Let’s blow up London.


London Has Fallen is the sequel to the surprisingly entertaining Olympus Has Fallen. We once again follow President Asher (Aaron Eckhart) and his broiest Secret Service agent Banning (Gerard Butler) as they get into all sorts of trouble in London.

The sheer absurdity of the first film ended up being a decent Die Hard clone, and much like Die Hard 2: Die Harder (yes, that is the full title) this one brings more of the same with even less charm. The Fallen films seem to want to be more Die Hard, but somehow also want to have the same narrative heft of the early Bourne films. What we end up with is a bit of a messy scenario.

The likelihood of any of the events happening in this film is slim, but this is what we want out of action films. The first one had a sort “screw it we’re going Red Dawn” vibe that worked a lot better. We are given too much information about our terrorists this time around and that makes the already awkward political imagery even more awkward.

As the world leaders gather for the funeral of the British Prime Minister an attack happens to decapitate the central command of all nations. We once again are given an exciting series of explosions to shave down all the faceless suits until it is just Asher and Banning (again). Now, alone and on the run,  they must navigate the city and try to survive before the bloodthirsty terrorists find and execute them.

A lot of folks seem to despise this film—seriously, check out the RT reviews! I think there are a lot of valid criticisms of the action genre and of this film. Primarily, did we really need a sequel? Butler isn’t as charming as a Willis or Stallone—and this makes his character just another good guy who is a tough guy. His personality is so bland in these movies that it doesn’t really feel like a sequel, but it is because we know it is. We know we know Banning, but we aren’t sure from where.

Where will you be when diarrhea strikes?

However, most people aren’t going to watch these movies for developed characters or deep plots—they want action—and oh boy does this film bring the action. We get numerous shootouts, chases, explosions, and so forth. The climactic sequence being easily the best.

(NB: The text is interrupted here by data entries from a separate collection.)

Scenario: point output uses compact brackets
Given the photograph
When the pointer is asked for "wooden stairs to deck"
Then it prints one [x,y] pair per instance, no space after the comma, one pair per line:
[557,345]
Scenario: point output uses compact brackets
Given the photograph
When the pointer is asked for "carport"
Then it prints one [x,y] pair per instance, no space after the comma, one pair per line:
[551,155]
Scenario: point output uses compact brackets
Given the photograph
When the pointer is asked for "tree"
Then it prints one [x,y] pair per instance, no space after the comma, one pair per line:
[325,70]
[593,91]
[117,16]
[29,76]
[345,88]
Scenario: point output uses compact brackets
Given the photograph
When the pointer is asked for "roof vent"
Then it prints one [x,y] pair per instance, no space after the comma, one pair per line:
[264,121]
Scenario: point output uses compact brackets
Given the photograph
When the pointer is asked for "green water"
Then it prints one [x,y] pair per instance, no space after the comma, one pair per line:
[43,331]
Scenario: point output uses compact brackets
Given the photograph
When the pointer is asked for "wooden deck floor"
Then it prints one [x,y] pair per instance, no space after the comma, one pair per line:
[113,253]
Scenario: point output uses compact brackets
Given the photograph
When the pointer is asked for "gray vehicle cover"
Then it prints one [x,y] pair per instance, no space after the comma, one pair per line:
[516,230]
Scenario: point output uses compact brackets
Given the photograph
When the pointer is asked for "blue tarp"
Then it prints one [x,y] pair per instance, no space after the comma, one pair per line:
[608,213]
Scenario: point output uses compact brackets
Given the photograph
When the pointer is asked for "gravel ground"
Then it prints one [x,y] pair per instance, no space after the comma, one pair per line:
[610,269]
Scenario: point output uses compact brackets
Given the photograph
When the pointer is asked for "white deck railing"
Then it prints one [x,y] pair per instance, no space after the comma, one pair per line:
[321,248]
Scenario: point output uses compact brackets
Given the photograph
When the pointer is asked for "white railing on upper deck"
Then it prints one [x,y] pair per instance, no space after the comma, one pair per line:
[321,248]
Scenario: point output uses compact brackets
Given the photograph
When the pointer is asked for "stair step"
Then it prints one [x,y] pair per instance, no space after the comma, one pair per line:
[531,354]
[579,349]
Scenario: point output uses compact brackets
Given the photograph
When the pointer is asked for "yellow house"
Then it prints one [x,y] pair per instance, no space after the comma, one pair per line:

The action feels more action-y than real. We have a sort of video-game pacing and sequencing (think Modern Warfare 3) throughout. Now, this is important: this is fine. Some folks like mindless action and this movie delivers on that. I thought it was fine for an evening watch, but it certainly doesn’t explore the issues present in any sort of depth.

The lack of analysis is frustrating. Something that bothered me in the first film is the excessive use of patriotic symbols without bothering to explore or utilize these symbols in an interesting way. We are given even more issues that are chucked in without any care. I suppose they just couldn’t be bothered to make an explicit point other than heroes gonna hero and villains gonna get stabbed.

However, as noted above, we are given a bit of information about who the terrorists are and a bit about their motivations, but this only serves to set them up as the bad people who spy and kill (as opposed to the good spies and killers?). Look, if you want to rip this film apart it won’t be hard. There are enough issues present to dissect, but I do wonder what good it would do.

I said the first film was too stupid to be as propogandist as the critics say and I guess I am saying this one is more or less the same. The film offers hollow fun. Try not to think about it too much.